It is also important to note that the bar has now been set, requiring individuals to have a masters degree to even get in the door for an interview. Again, which graduate program to apply for will depend entirely on what type of sub-sector you wish to work in- child protection, water and sanitation, human rights, education, peace-building, health, development, etc.. An easy yet effective way to narrow down options is to look at the LinkedIn profiles of people who have had experiences that you’re interested in. There is no “one-size-fits-all” package for how to proceed through the education process. However, taking any and all additional opportunities to undergo trainings is always beneficial. There are many websites (edX, FutureLearn, Coursera, UN) offering free courses and trainings on topics such as refugee protection, gender equality, disaster relief, psychological first aid, etc. Participating in these types of courses further demonstrates dedication to the field and can make your CV stand out to employers, who are often sifting through hundreds of nearly identical resumes for a single role.

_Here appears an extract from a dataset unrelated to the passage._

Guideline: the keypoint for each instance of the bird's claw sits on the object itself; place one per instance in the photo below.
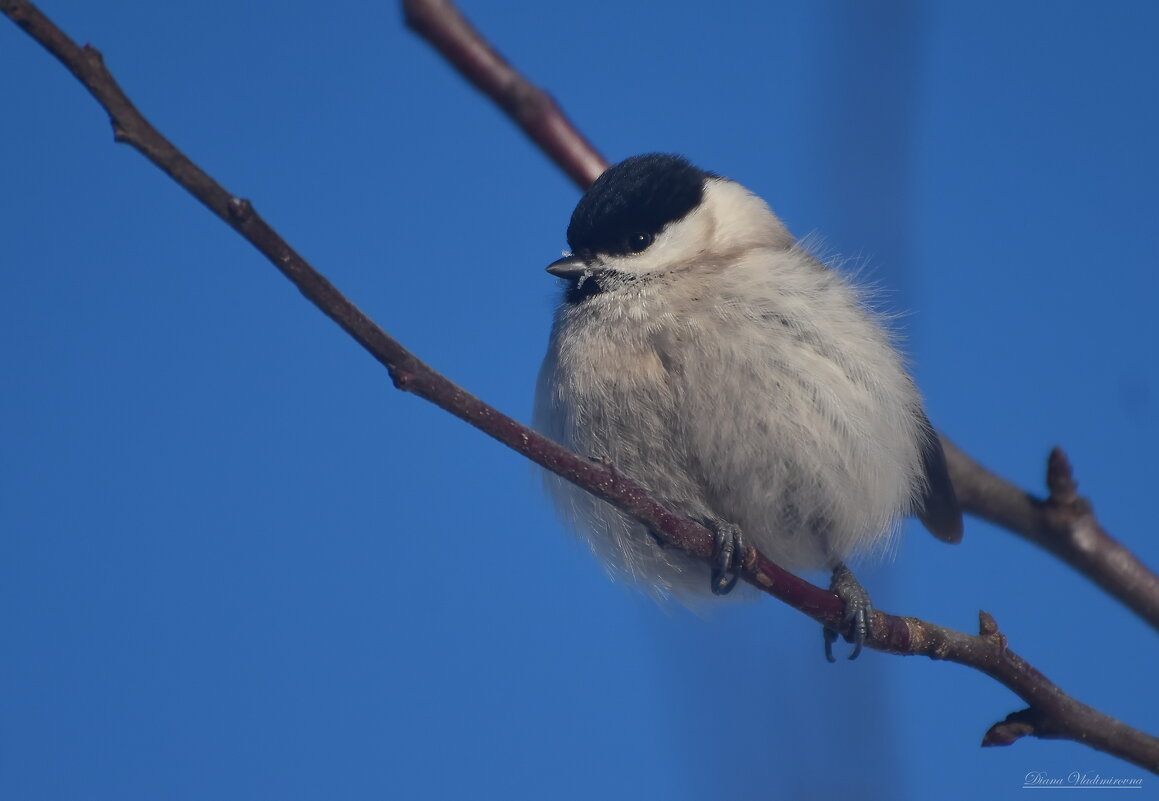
(728, 558)
(858, 612)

Get Experience While Studying
In order to secure a job as a humanitarian aid worker, you will almost always (as in, 99% of the time) need to prove that you have previous experience. This might seem like a catch 22, but it’s just the way it works in this competitive industry. Unpaid internships and volunteerships are critical for amping up the CV and demonstrating that you’ve previously learned some useful skills that you can bring to the table, even for most entry level positions. As most people aren’t financially fortunate enough to work for free for extended periods of time in their adult lives, the best way to gain this experience is to intern or volunteer while earning your degree. In fact, having even a few months experience under your belt can often outweigh academic performance. Try to get experience in a sector, organization, or role that will give you skills that can transfer over easily to your future ambitions. For example, if you want to work in refugee education, it doesn’t make much sense to do four months of supply chain communications in a WASH department. Again, make a plan and give your all to sticking with it. Also, remember that these internship programs are often very competitive, so developing a solid rapport with a professor or other person qualified to give you a solid recommendation or reference is crucial.
Learn a Foreign Language
…or several. While not always required, particularly if you are applying for positions that serve your home country, having the skills to communicate in a foreign language is a huge asset. In the international community, it is typically required that you possess the skills to communicate fluently in professional settings. Do not underestimate this requirement when reading a job description or posting. In many countries, aid workers communicate almost entirely in the local language (or one of them), and it doesn’t do candidates any good to lie about their language skills. If you are not fluent, you can be honest about this, but demonstrate that you are working towards it. There are innumerable resources for language learning online, many of which are free. While niche languages can set you apart from the masses, they will only be useful in very specific roles in specific countries. Generally speaking, French, Arabic, and Spanish are the most useful second languages when trying to be a humanitarian aid worker. However, if you have a particular region or country that you’re interested in, do some research on the language(s) and dedicate yourself to learning a bit. Even if you are not fluent when you apply, it is highly desirable for a candidate to be able to communicate with the local population.